Many Israelis, and their most
fervent supporters in Congress, see today’s hostility as the culmination of a
long process of demonisation, double standards and delegitimisation. They have
a point. Holding a country to high standards, as Israel’s critics do, can be a
compliment—yet against Israel, morality is often used as a cudgel. The common
slur that Israel is an apartheid state ignores the fact that Israel’s
minorities, such as the Druze, Arabs and Bahais, are protected by the country’s
independent courts—including the highest, which has a sitting Arab Israeli
judge. The “BDS” campaign to impose boycotts, encourage divestment and
introduce sanctions calls not just for an end to the occupation of the West
Bank and for equal rights, but also for the right of return of all Palestinian
refugees—in other words, for the erosion of Israel as a Jewish homeland.

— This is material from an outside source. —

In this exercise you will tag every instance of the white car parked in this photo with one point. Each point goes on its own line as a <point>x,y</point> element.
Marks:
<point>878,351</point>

Protests in France against the fighting in Gaza led to attacks on synagogues
and Jewish-owned businesses.
No wonder that many Israelis feel
that the world is against them, and believe that criticism of Israel is often a
mask for antipathy towards Jews. But they would be wrong to ignore it entirely.

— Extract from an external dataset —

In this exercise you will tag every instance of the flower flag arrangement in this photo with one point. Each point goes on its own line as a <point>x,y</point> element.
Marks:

That is partly because public opinion matters. For a trading nation built on
the idea of liberty, delegitimisation is, in the words of an Israeli
think-tank, “a strategic threat”. But it is also because some of the foreign
criticism is right.
Please, hear them
That begins with the scale of the violence
in Gaza. Some 1,400 Palestinians have died in the past few weeks, compared with
56 Israeli soldiers and four civilians. Even allowing for Hamas’s brutality, no
democracy should be happy with a military strategy that results in the death of
so many children (let alone the crass claim from Israel’s ambassador to
Washington that its soldiers deserve a Nobel peace prize). The destruction is
driving support towards Hamas and away from the moderate Palestinians who are
Israel’s best chance for peace.
But more than that, Israel needs to
hear what its critics say about the need for a two-state solution, which
remains the only one that will work. Time is not on Israel’s side. Palestinians
may already outnumber Israelis in the lands they share. Without two states,
Israelis and Palestinians will be left with one that contains them both. The
risk for Israel is of either a permanent, non-democratic occupation that
disenfranchises Palestinians, or a democracy in which Jews are in a minority.
Neither would be the Jewish homeland with equal rights for all that Israel’s
founding fathers intended.
America’s secretary of state, John
Kerry, has made a Herculean effort to forge peace between the Israelis and the
Palestinians along the lines of two states for two peoples. When the talks
broke down, a few months ago, he blamed Israel’s settler lobby. That outraged
right-wing Israelis. And now the left has joined in the derision because he
proposed a ceasefire in Gaza that Israelis thought favoured Hamas. But Mr Kerry
is right. If Israel continues to build settlements in the occupied territory,
it will gobble up land that would belong to an independent Palestinian state,
making peace harder to reach.
The same goes for what appears to be
Israel’s strategy towards both Gaza and the West Bank. Having created a huge
open-air prison in Gaza, Israel remains committed to a blockade that contains
Hamas—but also ensures that ever more Palestinians grow up angry. On the West
Bank, Israel’s prime minister, Binyamin Netanyahu, has gone backwards: he has
said that Israel cannot relinquish security control of the West Bank for fear
of Islamist attack. That implies an intention to consolidate the occupation,
thus withdrawing all hope from Palestinian moderates. The West Bank would be
likely to explode too, then, while the demographic clock ticked on.
For all the blood and misery in Gaza, Mr
Netanyahu will soon have a chance to show he has heard the critics. Having won
his battle, he could return to the negotiating table, this time with a genuine offer
of peace. Every true friend of Israel should press him to do so.